The de Bellegarde sisters were both celebrated for their beauty and condemned for their "scandalous" sexual behaviour. Both Adèle and Aurore had many admirers among influential Parisian men, including the Minister of War Aubert du Bayet, who declared himself "mad" about them, and Boutier de Catus — a military officer and a significant figure in the prosecution that had led to de Séchelles' execution — whose marriage proposal Adèle refused in 1796.

Their reputation played a significant role in contemporary debates as women's visibility in society, as well as their sexual rights and mores, which were themselves significant to the politics and ideology of the revolutionary Republic. In the words of the art historian Darcy Grimaldo Grigsby:

In post-Thermidor France, women's visibility seemed not only to flaunt their difference from men but also to constitute the very source of their power and dominance. For a Revolutionary like Roederer, the difference of women only too clearly represented a difference of politics, the haunting specter of the fraternal Republic's antithesis: women's lawlessness — like fashion, like tyranny, like immorality — fully outside men's lawful governance. How then could David's Intervention of the Sabines propose that the fashionable woman serve as an exemplary model? Was this what Revolutionary utopian aspirations had come to? That promiscuous unregulated women like the Bellegarde sisters, Fortunée Hamelin, Thérésa Tallien, Josephine Beauharnais, and Anne-Françoise Lange should offer models of distinction, a distinction of fashion rather than morality?
Through Aimée de Coigny, who invited him to Épinay in autumn 1800, de Bellegarde met and began a relationship with the operatic singer Pierre-Jean Garat. They had two children: a son, Léon or Louis, (Note: Cajon gives "Louis", Vermale gives "Léon", and Daudet uses both.) on 16 October 1801, and a daughter on 16 July 1802. (Note: Daudet gives the daughter's name as "Pauline"; Vermale gives it as "Marie Aurore Aimée".) De Bellegarde and Garat's relationship ended shortly after the birth of their daughter, who was brought up by Garat: Louis was adopted by Aurore and took the name Louis de Chenoise, after the de Bellegardes' maternal family seat.

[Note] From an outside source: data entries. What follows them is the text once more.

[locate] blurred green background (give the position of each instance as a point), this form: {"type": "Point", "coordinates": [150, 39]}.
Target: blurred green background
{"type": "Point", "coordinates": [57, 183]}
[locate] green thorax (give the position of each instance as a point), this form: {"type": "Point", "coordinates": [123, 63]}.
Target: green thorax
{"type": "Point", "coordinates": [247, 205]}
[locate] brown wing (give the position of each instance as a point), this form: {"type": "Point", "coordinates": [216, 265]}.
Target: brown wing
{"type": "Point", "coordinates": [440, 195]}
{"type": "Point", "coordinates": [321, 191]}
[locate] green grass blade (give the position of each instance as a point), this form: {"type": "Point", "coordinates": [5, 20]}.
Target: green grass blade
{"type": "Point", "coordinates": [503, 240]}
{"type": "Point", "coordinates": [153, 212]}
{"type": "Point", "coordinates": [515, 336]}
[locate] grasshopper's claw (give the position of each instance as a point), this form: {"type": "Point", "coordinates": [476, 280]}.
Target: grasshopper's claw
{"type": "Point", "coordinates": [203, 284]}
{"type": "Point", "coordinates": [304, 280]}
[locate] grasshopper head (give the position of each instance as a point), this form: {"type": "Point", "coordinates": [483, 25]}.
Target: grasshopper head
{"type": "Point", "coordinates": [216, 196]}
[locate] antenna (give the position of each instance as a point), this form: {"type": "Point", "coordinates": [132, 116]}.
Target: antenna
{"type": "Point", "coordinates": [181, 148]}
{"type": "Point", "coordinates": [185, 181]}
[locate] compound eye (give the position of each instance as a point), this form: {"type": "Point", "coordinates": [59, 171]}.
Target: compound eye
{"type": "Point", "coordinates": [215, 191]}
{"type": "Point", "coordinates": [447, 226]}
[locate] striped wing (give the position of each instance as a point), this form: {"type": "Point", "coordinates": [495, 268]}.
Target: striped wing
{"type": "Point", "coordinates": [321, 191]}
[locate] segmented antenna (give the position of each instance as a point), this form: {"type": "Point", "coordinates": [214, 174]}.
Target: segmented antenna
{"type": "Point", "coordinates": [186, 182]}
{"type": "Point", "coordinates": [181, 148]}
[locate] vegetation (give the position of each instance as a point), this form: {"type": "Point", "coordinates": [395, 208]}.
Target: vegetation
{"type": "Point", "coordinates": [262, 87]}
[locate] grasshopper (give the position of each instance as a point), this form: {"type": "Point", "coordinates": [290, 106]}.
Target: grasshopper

In 1815, de Chenoise enlisted in the army of Louis Antoine, Duke of Angoulême, who was fighting against Napoleon on behalf of Louis XVIII: after the Second Bourbon Restoration, de Chenoise joined the French army in 1816, serving until 1833 as a cavalry officer. He died, childless, in 1837.

De Bellegarde maintained a long-term correspondence and friendship with Rouget de Lisle, to whom she referred in her letters as "Lili". His 1797 essay Adelaide et Monville was dedicated to the de Bellegardes. She had a particularly close relationship with her sister, Aurore. In her will of December 1826, Adèle wrote: "I will never in this world be able to repay my sister all that I owe to her … God will reward her for all the good which her generous friendship has done for me, for all her generosity on my account, for her patience and her kindness. I add to this recognition the gift of all that I can give."